The order in this house is Alberts' in charge, then Shadow then me

He takes my hand in his mouth to lead me to his dogfood, waterbowl or door

Obviously thinks I need help to sort out his needs :lol: :lol: :lol:

Love him to bits

Aldra


----------



## aldra (Jul 2, 2009)

_Have also kept German Sheherds for over 25 yrs, always the long haired _

make that over 30yrs 

How time flies when your having fun :lol: :lol:
Aldra


----------



## patp (Apr 30, 2007)

A first aid tip for an overheated dog is to cover the dog with wet towels. 
Using wet towels to cover an area for the dog to rest in is also useful.
Dogs sweat from their feet only. It helps a dog to keep cool if it can paddle in cool water.
Do not be fooled into thinking that a short haired dog will not suffer from the heat as much as a heavy coated breed. It seems that hair actually gives some insulation. My short coated lurcher suffers much more than my old GSD used to!


----------



## aldra (Jul 2, 2009)

Long haired G Shepherds have a very soft thick undercoat

Doesn't moult easily, keeps them warm in winter, herding(their job)

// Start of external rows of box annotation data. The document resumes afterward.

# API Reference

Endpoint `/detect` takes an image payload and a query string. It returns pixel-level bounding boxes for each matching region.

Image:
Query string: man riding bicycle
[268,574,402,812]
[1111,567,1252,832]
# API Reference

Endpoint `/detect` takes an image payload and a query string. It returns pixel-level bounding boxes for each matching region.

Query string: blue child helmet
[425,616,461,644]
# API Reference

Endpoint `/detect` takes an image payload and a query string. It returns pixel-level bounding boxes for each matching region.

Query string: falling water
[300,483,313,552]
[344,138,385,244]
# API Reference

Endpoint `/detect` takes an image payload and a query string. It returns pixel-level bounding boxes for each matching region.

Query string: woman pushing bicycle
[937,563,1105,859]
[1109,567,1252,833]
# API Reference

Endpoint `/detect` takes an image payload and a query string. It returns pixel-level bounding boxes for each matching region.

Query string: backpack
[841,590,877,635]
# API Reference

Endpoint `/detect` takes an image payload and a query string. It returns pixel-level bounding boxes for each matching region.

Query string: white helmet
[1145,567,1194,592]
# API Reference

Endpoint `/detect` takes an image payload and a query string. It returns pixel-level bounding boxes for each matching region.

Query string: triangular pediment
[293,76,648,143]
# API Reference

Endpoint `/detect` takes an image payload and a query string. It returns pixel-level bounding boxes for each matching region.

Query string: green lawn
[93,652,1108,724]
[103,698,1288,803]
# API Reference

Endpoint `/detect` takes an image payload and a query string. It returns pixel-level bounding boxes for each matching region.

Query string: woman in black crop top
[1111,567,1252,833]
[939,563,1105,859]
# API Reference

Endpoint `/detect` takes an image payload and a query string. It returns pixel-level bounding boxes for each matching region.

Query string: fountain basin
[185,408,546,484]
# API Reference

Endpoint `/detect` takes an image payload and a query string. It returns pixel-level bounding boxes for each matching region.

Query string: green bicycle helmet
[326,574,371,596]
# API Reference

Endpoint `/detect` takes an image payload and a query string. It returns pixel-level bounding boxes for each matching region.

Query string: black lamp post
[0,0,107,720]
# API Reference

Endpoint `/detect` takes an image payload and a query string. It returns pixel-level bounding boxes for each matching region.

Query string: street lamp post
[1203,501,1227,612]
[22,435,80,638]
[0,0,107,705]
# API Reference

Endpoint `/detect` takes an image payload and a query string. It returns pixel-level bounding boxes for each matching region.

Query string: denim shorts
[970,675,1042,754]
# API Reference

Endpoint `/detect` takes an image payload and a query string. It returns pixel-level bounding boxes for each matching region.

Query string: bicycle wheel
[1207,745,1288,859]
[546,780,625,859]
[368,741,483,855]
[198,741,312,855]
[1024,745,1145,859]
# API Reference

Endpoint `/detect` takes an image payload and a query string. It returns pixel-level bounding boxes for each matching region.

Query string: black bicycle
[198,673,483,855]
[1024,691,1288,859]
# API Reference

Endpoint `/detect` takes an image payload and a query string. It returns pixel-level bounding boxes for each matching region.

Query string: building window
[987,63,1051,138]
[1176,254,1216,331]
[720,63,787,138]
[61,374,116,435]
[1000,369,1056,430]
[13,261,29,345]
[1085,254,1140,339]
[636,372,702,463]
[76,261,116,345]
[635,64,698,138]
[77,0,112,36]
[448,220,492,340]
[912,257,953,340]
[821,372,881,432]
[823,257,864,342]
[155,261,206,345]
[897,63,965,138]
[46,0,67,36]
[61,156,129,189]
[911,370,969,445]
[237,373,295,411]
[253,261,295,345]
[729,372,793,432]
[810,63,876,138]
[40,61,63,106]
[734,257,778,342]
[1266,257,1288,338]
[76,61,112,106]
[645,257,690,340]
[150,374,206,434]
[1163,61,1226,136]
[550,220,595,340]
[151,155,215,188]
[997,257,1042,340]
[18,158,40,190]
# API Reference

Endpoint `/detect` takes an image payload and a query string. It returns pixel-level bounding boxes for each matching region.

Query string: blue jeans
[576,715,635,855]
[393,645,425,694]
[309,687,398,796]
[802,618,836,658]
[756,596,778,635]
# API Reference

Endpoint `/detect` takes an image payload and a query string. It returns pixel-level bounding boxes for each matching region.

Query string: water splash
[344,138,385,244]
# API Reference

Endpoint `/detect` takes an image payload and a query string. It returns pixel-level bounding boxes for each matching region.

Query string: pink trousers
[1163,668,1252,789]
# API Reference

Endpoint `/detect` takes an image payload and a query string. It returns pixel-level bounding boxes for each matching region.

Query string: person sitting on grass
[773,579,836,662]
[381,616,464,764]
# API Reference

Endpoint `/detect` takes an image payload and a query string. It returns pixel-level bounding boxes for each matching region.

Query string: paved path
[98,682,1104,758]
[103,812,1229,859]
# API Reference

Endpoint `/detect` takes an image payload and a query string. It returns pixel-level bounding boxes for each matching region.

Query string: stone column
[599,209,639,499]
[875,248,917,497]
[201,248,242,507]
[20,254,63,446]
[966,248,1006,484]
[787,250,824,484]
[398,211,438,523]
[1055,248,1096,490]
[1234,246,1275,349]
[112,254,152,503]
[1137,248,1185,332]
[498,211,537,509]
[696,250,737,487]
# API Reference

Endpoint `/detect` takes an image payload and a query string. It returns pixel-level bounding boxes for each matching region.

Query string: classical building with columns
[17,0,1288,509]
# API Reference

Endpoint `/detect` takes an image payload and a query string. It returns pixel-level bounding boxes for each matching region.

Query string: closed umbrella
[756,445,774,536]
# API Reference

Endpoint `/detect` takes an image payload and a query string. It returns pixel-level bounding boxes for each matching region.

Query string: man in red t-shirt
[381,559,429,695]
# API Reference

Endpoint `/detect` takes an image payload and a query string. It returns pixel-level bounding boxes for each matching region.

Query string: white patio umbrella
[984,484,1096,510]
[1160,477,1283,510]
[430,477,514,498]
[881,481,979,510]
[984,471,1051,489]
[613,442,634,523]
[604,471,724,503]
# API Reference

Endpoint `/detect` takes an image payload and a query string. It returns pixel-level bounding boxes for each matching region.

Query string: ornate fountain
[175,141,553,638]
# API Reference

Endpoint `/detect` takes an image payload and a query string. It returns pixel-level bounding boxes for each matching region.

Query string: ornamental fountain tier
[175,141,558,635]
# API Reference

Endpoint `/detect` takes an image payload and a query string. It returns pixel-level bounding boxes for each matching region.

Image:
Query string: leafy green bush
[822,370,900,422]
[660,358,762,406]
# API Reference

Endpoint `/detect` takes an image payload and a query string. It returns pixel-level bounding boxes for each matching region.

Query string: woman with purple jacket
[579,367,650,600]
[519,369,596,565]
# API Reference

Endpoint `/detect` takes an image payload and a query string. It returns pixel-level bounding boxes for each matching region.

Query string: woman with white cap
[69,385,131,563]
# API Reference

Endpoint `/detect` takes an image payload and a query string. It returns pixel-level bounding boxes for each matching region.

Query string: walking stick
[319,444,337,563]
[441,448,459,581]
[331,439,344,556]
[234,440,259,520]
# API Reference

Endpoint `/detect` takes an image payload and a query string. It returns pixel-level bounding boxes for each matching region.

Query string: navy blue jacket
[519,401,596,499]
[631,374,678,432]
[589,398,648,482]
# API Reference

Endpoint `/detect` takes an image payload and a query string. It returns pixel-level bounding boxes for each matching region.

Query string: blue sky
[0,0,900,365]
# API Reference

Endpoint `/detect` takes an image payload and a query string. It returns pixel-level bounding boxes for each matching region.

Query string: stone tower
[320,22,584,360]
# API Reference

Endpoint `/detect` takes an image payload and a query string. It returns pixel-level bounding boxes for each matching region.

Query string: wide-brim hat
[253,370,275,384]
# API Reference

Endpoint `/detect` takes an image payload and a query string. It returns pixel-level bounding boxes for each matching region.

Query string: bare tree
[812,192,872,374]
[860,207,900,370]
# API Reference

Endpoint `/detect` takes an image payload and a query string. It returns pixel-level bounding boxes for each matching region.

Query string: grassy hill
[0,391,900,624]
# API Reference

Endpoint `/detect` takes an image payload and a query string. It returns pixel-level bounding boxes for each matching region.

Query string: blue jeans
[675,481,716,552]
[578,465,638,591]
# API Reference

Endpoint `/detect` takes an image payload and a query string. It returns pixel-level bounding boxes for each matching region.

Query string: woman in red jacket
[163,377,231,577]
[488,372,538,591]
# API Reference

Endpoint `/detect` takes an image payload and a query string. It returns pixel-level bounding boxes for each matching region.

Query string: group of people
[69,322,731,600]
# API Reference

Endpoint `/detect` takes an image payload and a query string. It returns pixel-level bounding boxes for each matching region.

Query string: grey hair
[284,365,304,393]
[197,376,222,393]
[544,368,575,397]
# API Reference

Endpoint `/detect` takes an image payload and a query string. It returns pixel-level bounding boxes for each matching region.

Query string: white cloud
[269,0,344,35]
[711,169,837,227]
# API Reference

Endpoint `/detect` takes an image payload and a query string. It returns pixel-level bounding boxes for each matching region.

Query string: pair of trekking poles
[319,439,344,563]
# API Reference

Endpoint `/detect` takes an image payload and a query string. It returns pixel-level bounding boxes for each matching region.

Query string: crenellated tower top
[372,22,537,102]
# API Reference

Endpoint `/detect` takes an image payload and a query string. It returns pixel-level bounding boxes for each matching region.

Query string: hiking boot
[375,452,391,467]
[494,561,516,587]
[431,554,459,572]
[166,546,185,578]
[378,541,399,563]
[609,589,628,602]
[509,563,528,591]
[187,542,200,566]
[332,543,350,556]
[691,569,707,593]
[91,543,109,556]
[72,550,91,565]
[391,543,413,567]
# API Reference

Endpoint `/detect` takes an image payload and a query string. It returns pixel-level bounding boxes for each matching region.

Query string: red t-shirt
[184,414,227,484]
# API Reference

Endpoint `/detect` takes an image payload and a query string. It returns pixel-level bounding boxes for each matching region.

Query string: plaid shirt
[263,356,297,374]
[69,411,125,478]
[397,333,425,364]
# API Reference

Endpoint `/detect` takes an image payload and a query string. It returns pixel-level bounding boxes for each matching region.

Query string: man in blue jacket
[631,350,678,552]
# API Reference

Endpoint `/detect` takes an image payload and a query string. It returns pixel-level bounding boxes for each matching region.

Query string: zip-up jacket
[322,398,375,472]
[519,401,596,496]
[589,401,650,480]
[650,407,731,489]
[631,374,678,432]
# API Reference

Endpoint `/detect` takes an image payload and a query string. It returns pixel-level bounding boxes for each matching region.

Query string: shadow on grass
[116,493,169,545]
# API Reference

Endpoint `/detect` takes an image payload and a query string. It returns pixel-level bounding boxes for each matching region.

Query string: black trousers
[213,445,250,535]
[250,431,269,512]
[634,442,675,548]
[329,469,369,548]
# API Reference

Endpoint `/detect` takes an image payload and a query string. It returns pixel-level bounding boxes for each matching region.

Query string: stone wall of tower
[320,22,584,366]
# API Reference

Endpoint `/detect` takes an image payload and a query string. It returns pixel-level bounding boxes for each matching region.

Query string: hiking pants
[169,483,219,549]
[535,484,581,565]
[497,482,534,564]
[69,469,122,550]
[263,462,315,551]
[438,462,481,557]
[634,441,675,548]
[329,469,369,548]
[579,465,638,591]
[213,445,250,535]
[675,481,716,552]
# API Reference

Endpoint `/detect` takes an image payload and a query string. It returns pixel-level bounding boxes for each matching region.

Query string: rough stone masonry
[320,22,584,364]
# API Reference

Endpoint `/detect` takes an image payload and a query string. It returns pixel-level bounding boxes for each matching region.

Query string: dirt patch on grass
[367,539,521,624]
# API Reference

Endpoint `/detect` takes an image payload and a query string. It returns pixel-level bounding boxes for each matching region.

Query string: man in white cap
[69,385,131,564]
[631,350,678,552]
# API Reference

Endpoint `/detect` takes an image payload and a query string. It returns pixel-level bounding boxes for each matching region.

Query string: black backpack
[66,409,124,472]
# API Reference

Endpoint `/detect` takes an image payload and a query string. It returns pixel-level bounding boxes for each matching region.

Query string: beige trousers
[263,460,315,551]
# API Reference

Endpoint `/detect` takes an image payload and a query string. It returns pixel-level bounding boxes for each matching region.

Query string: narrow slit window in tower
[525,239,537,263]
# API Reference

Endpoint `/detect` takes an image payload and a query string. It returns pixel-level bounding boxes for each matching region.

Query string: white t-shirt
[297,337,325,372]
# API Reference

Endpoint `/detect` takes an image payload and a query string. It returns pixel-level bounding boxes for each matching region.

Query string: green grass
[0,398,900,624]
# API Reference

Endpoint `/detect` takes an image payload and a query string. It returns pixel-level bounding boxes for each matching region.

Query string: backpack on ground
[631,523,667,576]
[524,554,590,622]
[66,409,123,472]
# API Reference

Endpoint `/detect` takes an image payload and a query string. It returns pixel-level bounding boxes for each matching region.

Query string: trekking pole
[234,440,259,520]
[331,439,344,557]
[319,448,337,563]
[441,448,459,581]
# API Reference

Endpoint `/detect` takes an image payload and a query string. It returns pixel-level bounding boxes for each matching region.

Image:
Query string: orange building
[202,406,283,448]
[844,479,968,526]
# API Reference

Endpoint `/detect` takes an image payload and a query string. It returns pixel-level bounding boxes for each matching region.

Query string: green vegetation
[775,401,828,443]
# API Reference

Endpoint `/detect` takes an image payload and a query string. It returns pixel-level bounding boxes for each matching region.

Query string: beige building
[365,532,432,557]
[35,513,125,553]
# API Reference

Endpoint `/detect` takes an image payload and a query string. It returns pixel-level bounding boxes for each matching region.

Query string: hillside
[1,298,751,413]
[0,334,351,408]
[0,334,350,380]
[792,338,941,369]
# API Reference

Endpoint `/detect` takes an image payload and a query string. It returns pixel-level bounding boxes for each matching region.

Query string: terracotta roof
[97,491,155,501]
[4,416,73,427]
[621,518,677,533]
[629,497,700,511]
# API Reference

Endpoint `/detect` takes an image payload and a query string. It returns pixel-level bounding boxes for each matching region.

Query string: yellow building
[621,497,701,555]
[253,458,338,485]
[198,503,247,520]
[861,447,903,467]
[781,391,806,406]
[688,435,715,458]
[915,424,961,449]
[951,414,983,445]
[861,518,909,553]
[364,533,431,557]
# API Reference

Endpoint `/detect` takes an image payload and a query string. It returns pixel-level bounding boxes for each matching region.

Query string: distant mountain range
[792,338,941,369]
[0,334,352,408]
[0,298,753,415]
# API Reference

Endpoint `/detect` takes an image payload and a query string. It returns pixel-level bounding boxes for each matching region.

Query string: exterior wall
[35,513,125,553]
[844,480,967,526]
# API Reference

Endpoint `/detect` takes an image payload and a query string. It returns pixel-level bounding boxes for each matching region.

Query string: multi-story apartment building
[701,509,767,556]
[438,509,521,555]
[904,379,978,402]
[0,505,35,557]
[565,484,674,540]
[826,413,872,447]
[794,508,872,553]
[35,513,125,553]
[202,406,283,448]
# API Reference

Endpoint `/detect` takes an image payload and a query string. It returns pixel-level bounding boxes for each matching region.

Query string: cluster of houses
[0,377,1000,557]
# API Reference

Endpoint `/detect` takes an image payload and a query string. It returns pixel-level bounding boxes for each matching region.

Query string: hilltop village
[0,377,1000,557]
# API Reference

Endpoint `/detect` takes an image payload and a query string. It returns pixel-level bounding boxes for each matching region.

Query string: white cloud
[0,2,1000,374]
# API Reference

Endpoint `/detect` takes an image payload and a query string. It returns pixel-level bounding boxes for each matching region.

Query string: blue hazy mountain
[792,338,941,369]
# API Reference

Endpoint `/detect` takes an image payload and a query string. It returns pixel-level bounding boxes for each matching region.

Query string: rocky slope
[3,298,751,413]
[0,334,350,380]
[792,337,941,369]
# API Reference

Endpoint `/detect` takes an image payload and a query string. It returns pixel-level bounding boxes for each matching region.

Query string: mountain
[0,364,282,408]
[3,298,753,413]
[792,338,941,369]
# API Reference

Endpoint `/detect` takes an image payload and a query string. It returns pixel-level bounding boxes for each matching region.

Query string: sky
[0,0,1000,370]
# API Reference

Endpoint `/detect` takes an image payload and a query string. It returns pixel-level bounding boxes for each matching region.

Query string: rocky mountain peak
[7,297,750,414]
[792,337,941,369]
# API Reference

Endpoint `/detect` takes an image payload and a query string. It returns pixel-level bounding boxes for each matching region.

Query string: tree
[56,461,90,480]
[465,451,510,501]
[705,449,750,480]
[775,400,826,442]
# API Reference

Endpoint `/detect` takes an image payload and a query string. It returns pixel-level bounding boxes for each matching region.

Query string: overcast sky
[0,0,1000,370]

Brushed out DEFIANTLY aids to the cooling process, where ever they sweat, less to sweat out

The long coat may add to the insulation, the undercoat needs to be brushed out in the summer and the winter if not herding on the fells :lol: :lol: 

Aldra


----------



## HeatherChloe (Oct 18, 2009)

Chloe kept cool by running in rivers, lakes, sea. 

If you're not near rivers, lakes or sea, then you could also through a bowl of cold water over your dog - that'll keep them really cool. 

Also, lots of drinking water - one of those fold up bowls when you go on walks and always getting a bowl or glass of water at any bars or restaurants. 

Making sure that there is shade is also important - it's way too hot for a dog to lie in the sun. 

And avoiding long walks in full sun - stick to morning and evening.


----------